A GIS also uses the stored feature attributes to compute new information about map features; for example, to calculate the length of a particular road segment or to determine the total area of a particular soil type.
geographic database
In short, a GIS doesn't hold maps or pictures--it holds a database. The database concept is central to a GIS and is the main difference between a GIS and drafting or computer mapping systems, which can only produce good graphic output. All contemporary geographic information systems incorporate a database management system.
If you want to go beyond just making pictures, you need to know three things about every feature stored in the computer: what it is, where it is, and how it relates to other features (e.g., which roads link to form a network).
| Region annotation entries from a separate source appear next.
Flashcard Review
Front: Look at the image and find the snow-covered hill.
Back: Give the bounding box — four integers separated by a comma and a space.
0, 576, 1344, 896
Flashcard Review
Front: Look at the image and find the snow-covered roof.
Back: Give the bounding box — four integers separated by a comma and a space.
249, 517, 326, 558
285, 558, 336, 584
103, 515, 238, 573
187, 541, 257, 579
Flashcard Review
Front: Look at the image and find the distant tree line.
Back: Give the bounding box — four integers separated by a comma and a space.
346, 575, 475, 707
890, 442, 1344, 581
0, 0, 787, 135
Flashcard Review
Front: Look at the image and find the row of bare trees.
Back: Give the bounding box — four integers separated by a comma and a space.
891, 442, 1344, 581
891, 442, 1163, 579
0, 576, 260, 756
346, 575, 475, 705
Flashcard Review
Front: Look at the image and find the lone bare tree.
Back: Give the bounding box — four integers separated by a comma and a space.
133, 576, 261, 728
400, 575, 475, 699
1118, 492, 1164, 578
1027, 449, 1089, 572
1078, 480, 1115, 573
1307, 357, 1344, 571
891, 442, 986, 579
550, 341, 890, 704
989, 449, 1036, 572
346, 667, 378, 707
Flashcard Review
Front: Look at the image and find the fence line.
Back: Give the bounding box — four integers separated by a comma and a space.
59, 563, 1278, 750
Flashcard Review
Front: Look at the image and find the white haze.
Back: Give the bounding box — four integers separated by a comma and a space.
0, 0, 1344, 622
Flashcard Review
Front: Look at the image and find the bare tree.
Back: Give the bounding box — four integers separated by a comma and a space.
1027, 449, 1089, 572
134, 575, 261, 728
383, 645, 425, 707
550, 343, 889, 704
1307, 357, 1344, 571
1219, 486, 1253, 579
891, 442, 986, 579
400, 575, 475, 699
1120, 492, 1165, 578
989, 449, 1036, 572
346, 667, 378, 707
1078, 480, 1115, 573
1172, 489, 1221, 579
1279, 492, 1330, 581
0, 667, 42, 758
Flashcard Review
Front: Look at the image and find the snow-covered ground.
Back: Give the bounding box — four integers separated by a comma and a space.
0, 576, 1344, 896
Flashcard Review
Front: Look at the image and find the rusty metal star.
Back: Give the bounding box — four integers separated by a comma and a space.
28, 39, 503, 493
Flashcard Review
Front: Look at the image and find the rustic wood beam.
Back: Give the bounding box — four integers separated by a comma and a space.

Database systems provide the means of storing a wide range of such information and updating it without the need to rewrite programs. In ARC/INFO, ARC handles where the features are, while the INFO component handles the feature descriptions and how each feature is related to others.
Essentially, a GIS gives you the ability to associate information with a feature on a map and to create new relationships that can determine the suitability of various sites for development, evaluate environmental impacts, calculate harvest volumes, identify the best location for a new facility, and so on.